It starts off like the first cult film of 1996 that inaugurated the saga signed by Wes Craven (director) and Kevin Williamson (screenwriter) who in this new version appears as executive producer. There are no more VHS and the favorite horror is no longer Halloween as in the case of high school student Casey Becker, then played by Drew Barrymore but this time there are Babadook, The Witch and It Follows.
The game between fiction and reality maintains its surprising effectiveness not only in the quotes from the films (where there is also the homage to Hitchcock with the Psyco shower) but also in one of the decisive moments of the film in which the scene that a girl , Mindy, she’s watching on TV, it’s similar to what’s happening behind her back.
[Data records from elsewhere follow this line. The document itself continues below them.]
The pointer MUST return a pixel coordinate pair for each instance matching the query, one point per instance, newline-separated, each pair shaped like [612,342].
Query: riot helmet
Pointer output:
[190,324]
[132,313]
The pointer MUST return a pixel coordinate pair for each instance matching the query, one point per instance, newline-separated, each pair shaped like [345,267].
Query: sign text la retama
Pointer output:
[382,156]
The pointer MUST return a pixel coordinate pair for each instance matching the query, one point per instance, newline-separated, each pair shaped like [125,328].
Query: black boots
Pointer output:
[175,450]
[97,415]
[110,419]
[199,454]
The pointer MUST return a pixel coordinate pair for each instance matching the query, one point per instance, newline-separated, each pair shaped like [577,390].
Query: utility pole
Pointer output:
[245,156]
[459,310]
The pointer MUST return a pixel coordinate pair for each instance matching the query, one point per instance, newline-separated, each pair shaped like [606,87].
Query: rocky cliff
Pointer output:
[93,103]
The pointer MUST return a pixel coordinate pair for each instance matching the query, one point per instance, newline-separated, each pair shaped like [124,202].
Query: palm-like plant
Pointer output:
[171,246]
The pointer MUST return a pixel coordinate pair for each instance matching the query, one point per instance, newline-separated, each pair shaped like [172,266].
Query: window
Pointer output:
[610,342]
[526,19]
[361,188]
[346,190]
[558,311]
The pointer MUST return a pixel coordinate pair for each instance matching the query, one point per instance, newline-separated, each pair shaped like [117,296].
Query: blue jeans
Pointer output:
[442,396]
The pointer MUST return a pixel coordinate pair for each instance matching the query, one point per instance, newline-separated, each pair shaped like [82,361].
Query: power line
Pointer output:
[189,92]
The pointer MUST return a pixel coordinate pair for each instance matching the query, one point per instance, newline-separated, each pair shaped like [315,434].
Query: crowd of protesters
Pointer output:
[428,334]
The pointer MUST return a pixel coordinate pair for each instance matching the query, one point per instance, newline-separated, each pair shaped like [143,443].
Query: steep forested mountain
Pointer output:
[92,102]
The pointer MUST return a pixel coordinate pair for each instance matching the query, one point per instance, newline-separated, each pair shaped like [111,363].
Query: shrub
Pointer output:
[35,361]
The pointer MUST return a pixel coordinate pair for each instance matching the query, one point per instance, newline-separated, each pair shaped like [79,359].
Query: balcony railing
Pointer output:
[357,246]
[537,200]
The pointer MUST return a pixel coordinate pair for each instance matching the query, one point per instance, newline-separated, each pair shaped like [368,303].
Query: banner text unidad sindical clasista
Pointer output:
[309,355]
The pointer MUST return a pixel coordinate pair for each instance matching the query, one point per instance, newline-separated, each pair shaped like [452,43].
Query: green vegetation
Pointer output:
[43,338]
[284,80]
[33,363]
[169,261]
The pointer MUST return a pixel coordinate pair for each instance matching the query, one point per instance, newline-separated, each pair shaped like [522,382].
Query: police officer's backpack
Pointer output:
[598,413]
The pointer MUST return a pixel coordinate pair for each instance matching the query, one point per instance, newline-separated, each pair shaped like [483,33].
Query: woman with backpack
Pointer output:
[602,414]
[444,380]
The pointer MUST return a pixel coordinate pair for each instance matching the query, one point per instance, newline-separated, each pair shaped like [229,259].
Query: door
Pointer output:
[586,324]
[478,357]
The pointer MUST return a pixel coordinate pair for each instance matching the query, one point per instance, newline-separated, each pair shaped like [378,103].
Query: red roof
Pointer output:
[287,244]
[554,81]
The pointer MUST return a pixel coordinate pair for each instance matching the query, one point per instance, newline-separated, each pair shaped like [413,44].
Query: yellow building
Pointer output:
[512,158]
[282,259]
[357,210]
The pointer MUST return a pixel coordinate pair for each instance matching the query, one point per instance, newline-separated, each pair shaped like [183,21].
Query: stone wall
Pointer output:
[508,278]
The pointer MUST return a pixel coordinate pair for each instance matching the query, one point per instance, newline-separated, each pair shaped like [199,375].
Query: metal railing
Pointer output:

The spirit of Craven’s four films has remained intact. On the one hand, the new Scream is a tribute to the great director who died in 2015 and a nostalgia operation just like Ghostbusters: Legacy especially when it brings back David Arquette, Neve Campbell and Courteney Cox. On the other hand, it’s a return to 90s horror with that mix of action, terror and irony in the teasing of the film franchise in the film Stab.
Between blades stuck in the throat and disturbing visions from the past, Scream is the example of what a horror has to do: it keeps you glued to the screen without pauses and makes you jump from the chair.